Had Huebner told him that? Or had someone said it in a movie or on television? It didn’t matter, he decided. Either way, it was sound advice.
A few days later, he saw a movie in which the hero, a renegade cop up against an entrenched drug mob, slept with a gun under his pillow. It was a much larger gun than Elliott’s, something like Huebner’s big automatic.
“More gun than you really need in your situation,” Huebner had told him. “And it’s too big and too heavy. You want something you can slip into a pocket. A cannon like this, you’d need a whole shoulder rig or it’d pull at your suit coat something awful.”
Not that he’d ever carry it.
That night, he got the gun out of the drawer and put it under his pillow. He thought of the princess who couldn’t sleep with a pea under her mattress. He felt a little silly, and he felt, too, some of what he had felt playing with toy guns as a child.
He got the gun from under his pillow and put it back in the drawer, where it belonged. He lay for a long time, inhaling the smell of the gun, metal and machine oil, interesting and not unpleasant.
A masculine scent, he thought. Blend in a little leather and tobacco, maybe a little horseshit, and you’ve got something to slap on after a shave. Wi
n the respect of your fellows and drive the women wild.
He never put the gun under his pillow again. But the linen held the scent of the gun, and even after he’d changed the sheets and pillowcases, he could detect the smell on the pillow.
It was not until the incident with the panhandler that he ever carried the gun outside the apartment.
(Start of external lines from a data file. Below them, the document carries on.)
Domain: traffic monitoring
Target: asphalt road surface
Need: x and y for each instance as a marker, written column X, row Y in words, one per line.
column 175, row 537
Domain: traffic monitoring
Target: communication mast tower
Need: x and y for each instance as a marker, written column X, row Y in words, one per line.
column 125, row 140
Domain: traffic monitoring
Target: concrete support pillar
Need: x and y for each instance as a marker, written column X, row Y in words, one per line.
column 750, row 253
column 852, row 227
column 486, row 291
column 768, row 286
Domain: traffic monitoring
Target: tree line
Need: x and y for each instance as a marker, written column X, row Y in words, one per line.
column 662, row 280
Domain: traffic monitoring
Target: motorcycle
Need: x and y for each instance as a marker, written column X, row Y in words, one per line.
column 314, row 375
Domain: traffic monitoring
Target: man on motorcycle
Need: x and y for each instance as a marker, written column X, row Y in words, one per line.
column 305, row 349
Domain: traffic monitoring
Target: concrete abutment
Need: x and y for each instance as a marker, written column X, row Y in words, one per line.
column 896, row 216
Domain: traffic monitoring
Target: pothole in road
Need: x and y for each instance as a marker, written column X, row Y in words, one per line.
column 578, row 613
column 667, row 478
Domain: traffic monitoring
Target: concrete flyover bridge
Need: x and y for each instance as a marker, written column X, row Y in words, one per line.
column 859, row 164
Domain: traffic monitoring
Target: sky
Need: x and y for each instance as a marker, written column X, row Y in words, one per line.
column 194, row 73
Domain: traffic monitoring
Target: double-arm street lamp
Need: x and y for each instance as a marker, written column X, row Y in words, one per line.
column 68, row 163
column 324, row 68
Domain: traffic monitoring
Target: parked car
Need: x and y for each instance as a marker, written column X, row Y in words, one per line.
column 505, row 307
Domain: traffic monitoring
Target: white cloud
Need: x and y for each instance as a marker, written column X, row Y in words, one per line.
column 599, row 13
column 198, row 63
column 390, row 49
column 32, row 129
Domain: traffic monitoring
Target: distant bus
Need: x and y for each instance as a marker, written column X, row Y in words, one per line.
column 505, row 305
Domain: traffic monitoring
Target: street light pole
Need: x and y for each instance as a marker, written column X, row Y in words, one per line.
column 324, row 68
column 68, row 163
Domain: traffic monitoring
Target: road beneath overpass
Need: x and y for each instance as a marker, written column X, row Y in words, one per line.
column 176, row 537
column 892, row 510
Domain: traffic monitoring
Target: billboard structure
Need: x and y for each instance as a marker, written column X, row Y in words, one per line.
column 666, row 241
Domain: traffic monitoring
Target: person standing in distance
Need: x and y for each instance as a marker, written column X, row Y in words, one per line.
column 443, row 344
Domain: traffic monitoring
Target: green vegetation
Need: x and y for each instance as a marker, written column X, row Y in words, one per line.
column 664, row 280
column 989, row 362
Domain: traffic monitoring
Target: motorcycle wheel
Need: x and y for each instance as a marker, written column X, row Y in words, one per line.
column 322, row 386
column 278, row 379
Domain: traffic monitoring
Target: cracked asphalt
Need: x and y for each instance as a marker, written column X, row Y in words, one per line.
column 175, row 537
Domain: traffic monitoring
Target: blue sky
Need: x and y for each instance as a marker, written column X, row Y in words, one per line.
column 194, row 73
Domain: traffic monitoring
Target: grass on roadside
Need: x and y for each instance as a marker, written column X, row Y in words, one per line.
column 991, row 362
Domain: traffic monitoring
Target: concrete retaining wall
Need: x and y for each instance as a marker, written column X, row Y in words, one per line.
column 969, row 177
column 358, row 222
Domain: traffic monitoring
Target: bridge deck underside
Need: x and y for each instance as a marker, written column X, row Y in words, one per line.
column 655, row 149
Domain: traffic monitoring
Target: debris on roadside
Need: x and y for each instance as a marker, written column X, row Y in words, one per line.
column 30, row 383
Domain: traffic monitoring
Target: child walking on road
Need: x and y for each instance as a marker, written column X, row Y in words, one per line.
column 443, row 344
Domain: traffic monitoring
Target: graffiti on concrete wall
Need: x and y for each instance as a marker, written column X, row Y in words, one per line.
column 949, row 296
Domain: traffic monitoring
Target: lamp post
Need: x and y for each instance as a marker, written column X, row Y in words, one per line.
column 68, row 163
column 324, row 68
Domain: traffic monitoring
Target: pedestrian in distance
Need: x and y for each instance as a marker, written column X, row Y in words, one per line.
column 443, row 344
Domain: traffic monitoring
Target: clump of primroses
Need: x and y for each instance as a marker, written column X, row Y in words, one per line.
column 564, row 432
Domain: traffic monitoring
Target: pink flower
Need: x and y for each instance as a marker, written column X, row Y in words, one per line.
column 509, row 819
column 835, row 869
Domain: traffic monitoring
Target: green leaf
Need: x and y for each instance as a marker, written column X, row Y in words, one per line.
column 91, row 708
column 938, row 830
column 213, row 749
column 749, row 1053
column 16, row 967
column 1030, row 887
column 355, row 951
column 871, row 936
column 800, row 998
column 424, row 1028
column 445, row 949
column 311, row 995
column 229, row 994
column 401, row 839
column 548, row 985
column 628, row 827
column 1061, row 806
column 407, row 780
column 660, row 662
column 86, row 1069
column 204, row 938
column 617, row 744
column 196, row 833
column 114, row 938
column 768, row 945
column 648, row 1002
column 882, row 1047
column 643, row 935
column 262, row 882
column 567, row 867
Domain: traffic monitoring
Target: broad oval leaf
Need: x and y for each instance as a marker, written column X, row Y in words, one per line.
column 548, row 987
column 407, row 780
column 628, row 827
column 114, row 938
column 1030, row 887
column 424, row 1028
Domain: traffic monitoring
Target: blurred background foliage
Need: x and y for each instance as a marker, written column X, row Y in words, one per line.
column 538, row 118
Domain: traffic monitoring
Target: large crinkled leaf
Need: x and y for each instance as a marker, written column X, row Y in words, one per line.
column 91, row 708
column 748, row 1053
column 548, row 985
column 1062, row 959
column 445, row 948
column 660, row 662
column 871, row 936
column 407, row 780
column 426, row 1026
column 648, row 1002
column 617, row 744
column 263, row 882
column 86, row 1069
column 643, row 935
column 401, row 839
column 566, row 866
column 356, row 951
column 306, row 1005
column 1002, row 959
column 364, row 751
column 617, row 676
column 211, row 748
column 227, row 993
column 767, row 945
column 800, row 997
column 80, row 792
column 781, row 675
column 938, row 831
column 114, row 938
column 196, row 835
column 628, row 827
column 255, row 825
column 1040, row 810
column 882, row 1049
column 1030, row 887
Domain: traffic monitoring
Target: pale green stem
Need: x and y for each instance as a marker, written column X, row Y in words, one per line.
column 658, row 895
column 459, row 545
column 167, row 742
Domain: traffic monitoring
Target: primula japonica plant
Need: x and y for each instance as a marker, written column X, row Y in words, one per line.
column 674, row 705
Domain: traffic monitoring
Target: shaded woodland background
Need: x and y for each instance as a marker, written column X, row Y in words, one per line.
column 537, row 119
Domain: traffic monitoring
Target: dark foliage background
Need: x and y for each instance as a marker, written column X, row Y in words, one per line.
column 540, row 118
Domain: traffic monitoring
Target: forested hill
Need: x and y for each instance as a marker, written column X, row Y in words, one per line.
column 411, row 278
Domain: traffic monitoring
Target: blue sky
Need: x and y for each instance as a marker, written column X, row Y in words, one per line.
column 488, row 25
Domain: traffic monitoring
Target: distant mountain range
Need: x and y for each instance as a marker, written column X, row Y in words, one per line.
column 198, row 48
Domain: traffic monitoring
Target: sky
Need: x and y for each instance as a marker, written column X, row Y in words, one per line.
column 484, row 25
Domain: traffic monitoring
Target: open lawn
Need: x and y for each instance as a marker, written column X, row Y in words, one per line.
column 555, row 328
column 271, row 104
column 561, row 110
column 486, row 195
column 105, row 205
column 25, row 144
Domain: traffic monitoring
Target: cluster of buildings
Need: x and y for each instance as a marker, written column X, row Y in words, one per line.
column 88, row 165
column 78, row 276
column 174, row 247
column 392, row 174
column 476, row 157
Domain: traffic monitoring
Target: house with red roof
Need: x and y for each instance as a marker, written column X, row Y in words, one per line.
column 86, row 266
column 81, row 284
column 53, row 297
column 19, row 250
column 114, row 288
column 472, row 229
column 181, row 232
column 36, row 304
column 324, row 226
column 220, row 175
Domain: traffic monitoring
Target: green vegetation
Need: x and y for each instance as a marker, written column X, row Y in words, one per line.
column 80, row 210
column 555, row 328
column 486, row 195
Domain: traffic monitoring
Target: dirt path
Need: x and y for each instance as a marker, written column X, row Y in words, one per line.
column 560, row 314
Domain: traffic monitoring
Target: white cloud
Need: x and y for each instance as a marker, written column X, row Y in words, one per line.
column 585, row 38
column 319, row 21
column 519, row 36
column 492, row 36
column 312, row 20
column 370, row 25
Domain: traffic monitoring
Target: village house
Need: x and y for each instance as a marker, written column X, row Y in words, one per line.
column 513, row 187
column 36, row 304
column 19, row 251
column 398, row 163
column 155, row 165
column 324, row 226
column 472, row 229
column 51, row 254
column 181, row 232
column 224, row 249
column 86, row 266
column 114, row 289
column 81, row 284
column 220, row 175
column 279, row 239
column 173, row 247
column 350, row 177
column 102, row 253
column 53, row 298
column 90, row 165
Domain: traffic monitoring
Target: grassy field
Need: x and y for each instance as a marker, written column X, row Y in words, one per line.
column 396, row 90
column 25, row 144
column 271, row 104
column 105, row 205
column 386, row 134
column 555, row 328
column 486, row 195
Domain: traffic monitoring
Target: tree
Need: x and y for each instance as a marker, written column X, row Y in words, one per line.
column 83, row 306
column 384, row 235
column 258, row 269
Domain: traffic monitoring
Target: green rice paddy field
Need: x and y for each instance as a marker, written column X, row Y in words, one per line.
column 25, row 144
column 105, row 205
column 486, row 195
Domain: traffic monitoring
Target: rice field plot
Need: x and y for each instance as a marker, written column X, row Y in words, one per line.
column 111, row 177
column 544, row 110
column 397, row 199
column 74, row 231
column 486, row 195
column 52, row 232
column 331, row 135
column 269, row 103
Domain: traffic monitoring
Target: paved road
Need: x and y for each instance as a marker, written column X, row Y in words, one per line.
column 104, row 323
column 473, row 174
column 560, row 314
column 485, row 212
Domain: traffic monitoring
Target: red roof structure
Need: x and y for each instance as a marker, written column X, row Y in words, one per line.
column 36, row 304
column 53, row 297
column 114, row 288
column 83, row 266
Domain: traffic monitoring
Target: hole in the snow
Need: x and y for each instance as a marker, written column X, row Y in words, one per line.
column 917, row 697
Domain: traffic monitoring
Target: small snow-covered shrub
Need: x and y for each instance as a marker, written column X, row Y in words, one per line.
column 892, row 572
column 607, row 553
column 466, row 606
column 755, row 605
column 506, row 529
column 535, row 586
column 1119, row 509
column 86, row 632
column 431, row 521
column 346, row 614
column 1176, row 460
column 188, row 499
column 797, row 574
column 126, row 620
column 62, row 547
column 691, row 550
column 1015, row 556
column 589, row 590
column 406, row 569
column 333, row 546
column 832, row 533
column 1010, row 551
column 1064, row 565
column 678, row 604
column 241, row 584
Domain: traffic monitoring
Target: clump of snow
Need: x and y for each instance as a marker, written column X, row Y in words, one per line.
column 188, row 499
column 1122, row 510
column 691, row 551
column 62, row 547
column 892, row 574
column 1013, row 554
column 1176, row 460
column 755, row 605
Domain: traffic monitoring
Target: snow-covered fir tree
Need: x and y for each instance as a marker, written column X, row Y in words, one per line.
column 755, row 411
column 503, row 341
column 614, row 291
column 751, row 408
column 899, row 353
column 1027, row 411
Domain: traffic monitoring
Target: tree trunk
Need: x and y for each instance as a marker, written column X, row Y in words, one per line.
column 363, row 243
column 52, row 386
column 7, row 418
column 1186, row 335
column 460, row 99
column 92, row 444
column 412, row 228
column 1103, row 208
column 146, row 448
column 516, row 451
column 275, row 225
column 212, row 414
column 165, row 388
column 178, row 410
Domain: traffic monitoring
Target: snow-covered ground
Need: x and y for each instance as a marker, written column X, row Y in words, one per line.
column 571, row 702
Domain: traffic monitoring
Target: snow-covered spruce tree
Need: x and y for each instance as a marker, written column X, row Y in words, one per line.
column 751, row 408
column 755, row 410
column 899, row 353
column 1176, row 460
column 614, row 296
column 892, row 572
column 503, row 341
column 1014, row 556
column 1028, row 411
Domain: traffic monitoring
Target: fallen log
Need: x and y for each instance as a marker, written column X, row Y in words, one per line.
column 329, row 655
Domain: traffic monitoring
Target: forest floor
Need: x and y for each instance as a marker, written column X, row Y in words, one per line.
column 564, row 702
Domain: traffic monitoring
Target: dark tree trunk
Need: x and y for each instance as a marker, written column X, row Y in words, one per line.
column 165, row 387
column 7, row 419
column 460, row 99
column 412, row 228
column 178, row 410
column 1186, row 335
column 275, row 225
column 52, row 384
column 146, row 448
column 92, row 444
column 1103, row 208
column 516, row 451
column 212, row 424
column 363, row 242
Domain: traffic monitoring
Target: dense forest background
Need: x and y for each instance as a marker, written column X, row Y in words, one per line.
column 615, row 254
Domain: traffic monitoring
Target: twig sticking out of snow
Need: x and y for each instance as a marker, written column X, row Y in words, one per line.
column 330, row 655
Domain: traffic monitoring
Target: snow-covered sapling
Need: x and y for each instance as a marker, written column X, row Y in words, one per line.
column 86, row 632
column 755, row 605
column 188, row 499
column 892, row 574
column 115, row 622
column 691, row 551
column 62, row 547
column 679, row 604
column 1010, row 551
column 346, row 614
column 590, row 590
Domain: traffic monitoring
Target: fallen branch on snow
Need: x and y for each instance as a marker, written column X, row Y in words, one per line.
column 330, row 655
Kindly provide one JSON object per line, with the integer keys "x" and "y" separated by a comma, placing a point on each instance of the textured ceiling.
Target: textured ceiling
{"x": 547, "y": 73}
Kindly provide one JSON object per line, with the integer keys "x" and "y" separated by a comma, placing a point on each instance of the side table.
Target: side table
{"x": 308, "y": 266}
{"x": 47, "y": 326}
There were panhandlers all over the place, had been for several years now. It seemed to Elliott that there were more of them every year, but he wasn’t sure if that was really the case. They were of either sex and of every age and color, some of them proclaiming well-rehearsed speeches on subway cars, some standing mute in doorways and extending paper cups, some asking generally for spare change or specifically for money for food or for shelter or for wine.
Some of them, he knew, were homeless people, ground down by the system. Some belonged in mental institutions. Some were addicted to crack. Some were layabouts, earning more this way than they could at a menial job. Elliott couldn’t tell which was which and wasn’t sure how he felt about them, his emotions ranging from sympathy to irritation, depending on circumstances. Sometimes he gave money, sometimes he didn’t. He had given up trying to devise a consistent policy and simply followed his impulse of the moment.
One evening, walking home from the bus stop, he encountered a panhandler who demanded money. “Come on,” the man said. “Gimme a dollar.”
Elliott started to walk past him, but the man moved to block his path. He was taller and heavier than Elliott, wearing a dirty army jacket, his face partly hidden behind a dense black beard. His eyes, slightly exophthalmic, were fierce.
“Didn’t you hear me? Gimme a fuckin’ dollar!”
Elliott reached into his pocket, came out with a handful of change. The man made a face at the coins Elliott placed in his hand, then evidently decided the donation was acceptable.
“Thank you kindly,” he said. “Have a nice day.”
Have a nice day, indeed. Elliott walked on home, nodded to the doorman, let himself into his apartment. It wasn’t until he had engaged the locks that he realized his heart was pounding and his hands trembling.